After deliberation on allegations, issues and arguments, the Court Resolved to DISMISS the petition for lack of sufficient showing that respondent Sandiganbayan committed grave abuse of discretion in issuing its aforementioned Resolutions. There is no conflict in jurisdiction between the Tanodbayan and the PCGG. The Tanodbayan is vested with authority to investigate and prosecute ordinary anti-graft cases. On the other hand, the cases of graft and corruption that the PCGG has authority to investigate and prosecute are those related to the recovery of ill-gotten wealth accumulated by the persons mentioned in Section 2(a) of Executive Order No. 1, as in the present case. The President, however, may also assign to the
PCGG from time to time the investigation of ordinary cases of graft and corruption . . . . (Emphasis found in the text)
This Court verily finds it hard to discard the fact that the totality of the allegations can only lead to an inevitable conclusion, on the basis of the information, that the relationship of petitioner to the late President played a pivotal role in the approval of the questioned Memorandum of Agreement and Purchase Agreement alleged to be the root of ill-gotten wealth. Unlike the Cruz case, where the indictment for the violation of R.A. No. 3019 has not been found to be related to "ill-gotten wealth," 12 in the case at bench, however, it is petitioner himself who is alleged to have gained, through an owned and controlled corporation (NETI), from the questioned deal. The subsequent amendment of the information has been made solely in order to add the
phrase ". . . to the damage and prejudice of the Government in the amount of FOUR HUNDRED MILLION (P400,000,000.00) PESOS and such other amounts as may be awarded by the Court," an inclusion that the PCGG could do without apropos the issues sought to be resolved in this petition.

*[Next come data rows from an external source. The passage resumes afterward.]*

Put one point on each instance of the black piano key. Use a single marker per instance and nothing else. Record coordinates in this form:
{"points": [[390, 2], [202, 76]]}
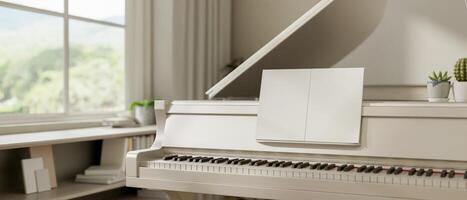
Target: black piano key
{"points": [[322, 166], [261, 162], [315, 166], [378, 169], [369, 169], [286, 164], [278, 164], [206, 159], [349, 168], [244, 162], [452, 174], [330, 167], [272, 163], [412, 171], [420, 172], [361, 168], [341, 167], [232, 161], [304, 165], [429, 172], [295, 165], [444, 173], [194, 159], [184, 158], [391, 170], [398, 171], [170, 157], [222, 160], [238, 161]]}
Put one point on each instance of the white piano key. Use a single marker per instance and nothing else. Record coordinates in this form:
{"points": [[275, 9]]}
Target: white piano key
{"points": [[462, 184], [420, 182], [373, 178], [444, 183], [453, 183], [388, 180], [380, 178], [404, 180], [365, 178]]}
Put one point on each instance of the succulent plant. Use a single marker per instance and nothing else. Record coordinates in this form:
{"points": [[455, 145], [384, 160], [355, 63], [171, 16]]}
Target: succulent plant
{"points": [[440, 76], [460, 70]]}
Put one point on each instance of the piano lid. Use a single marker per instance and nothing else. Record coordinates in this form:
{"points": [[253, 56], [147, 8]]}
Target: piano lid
{"points": [[291, 48]]}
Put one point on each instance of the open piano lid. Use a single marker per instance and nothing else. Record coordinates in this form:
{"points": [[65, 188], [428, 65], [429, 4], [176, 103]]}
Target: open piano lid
{"points": [[291, 48]]}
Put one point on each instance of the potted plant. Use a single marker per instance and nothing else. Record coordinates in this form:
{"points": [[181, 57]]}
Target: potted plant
{"points": [[460, 86], [438, 87], [144, 112]]}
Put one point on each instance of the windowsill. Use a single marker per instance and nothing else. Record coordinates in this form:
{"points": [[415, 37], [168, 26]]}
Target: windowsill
{"points": [[39, 138]]}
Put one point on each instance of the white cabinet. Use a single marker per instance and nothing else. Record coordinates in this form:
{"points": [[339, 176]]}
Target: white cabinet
{"points": [[311, 106]]}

WHEREFORE, the Court is constrained to DISMISS the petition. No costs.
Narvasa, C.J., Feliciano, Padilla, Bidin Regalado, Davide, Jr., Romero, Bellosillo, Melo, Quiason, Puno, Kapunan, Mendoza and Francisco, JJ., concur.
1 The underscored portions.
2 Rollo, pp. 66-67.
3 Rollo, p. 51.
4 Rollo, p. 10.
5 194 SCRA 474.
6 190 SCRA 226.
7 Rollo, pp. 190-191.
8 Supra, note 6.
9 Supra, note 5.
10 On the PCGG's extent of authority.
11 Rollo, pp. 47-49.
12 The allegation in the information pointed to Corn-Asia to be the entity which gained or profited by the transaction, and not Cruz, despite the belated attempt to amend the information so as to indicate otherwise.